Advanced Warfare is set in 2054, thus the game’s futuristic setting comes with a futuristic arsenal. But with that setting also came some clear parallels to other recent shooters. Seeing the vast cityscape reminded me of the sequences in Vekta City in Killzone: Shadow Fall, and this feeling like I was looking into another game was only amplified by seeing the player in firefights with jet packs against drones and giant mechs like in Titanfall.
Advanced Warfare has the most verticality in the series. While not comparable to shooters that emphasize it more heavily like the previously mentioned Titanfall, Call of Duty’s latest outing does allow players to traverse the environment in ways unlike any game in the series before through use of the game’s jetpacks and parkour elements. The game has a good sense of movement and while it’s not quite on the same level of momentum as other recent shooters, it was still a nice shake-up from the point, shoot and run formula.
In another level we were shown, the player was in a more covert stealth-based level in which they were meeting up with members of their squad on the opposite end of a map while also having to utilize cloaking devices to quietly get around hordes of enemies. The entire sequence was completely uncharacteristic of Call of Duty as we know it, with almost no gun play going down throughout the entire segment.

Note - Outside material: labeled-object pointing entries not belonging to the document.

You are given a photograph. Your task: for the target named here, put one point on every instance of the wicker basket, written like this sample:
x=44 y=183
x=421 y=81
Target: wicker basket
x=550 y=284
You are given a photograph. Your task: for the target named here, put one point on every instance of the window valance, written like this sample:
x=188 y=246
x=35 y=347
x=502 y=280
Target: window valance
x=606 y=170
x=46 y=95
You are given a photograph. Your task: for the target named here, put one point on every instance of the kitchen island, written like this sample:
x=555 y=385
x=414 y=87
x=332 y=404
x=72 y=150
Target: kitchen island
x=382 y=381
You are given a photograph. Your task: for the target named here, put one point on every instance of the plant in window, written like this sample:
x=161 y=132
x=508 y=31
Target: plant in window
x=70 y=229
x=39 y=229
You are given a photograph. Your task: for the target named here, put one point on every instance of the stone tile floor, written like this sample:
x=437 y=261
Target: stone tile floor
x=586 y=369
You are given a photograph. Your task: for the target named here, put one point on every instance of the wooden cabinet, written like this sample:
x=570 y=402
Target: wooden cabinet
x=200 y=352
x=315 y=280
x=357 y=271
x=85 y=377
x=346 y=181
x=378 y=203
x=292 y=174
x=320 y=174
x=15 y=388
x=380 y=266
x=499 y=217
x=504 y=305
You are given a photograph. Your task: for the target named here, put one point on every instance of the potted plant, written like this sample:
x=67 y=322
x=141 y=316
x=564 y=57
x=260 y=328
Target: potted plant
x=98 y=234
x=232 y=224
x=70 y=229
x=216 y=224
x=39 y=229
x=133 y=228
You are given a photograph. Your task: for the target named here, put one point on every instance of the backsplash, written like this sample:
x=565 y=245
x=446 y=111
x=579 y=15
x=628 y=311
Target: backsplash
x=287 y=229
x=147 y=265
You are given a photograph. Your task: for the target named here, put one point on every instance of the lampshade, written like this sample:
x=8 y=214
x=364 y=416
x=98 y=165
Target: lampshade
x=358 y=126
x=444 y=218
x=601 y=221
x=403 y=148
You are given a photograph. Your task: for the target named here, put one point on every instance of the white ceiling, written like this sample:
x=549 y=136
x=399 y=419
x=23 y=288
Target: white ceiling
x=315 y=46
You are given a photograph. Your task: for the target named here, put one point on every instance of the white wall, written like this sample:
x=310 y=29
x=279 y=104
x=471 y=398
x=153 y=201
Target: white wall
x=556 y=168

With the inclusion of this kind of stuff, Advanced Warfare looks markedly different than any game in the series before, and it looks like it could be the deepest game in the series. But it runs the risk of not carving out its own place in the flooded first person shooter market and instead emulating others that have.

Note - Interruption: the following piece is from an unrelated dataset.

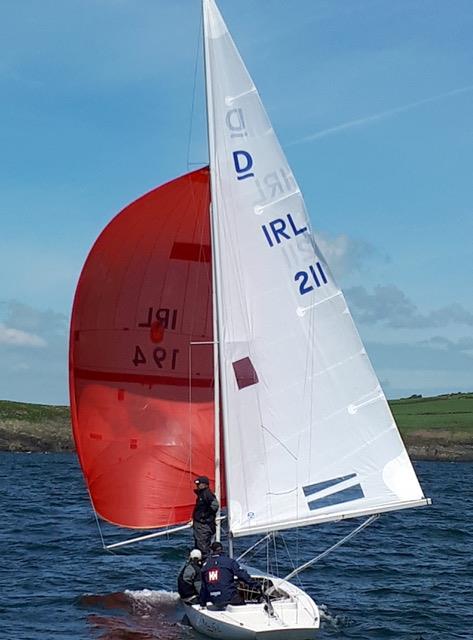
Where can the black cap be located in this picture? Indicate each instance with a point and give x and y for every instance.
(216, 547)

Sledgehammer is making steps to bring new life into the Call of Duty franchise, but it’s worrisome that it does appear to also be making the series come off as more derivative than ever. Advanced Warfare is straddling the line between complete reinvention and thinly-veiled plagiarism.
From what I saw, I can confidently say that Advanced Warfare will be good, and will likely have something for some players who never found appealing about the series in any prior installment. But whether or not Sledgehammer will be able to give Advanced Warfare the ability to stand out when pitted against shooters outside of the Call of Duty itself remains to be seen.
Call of Duty: Advanced Warfare is slated for release on November 4th.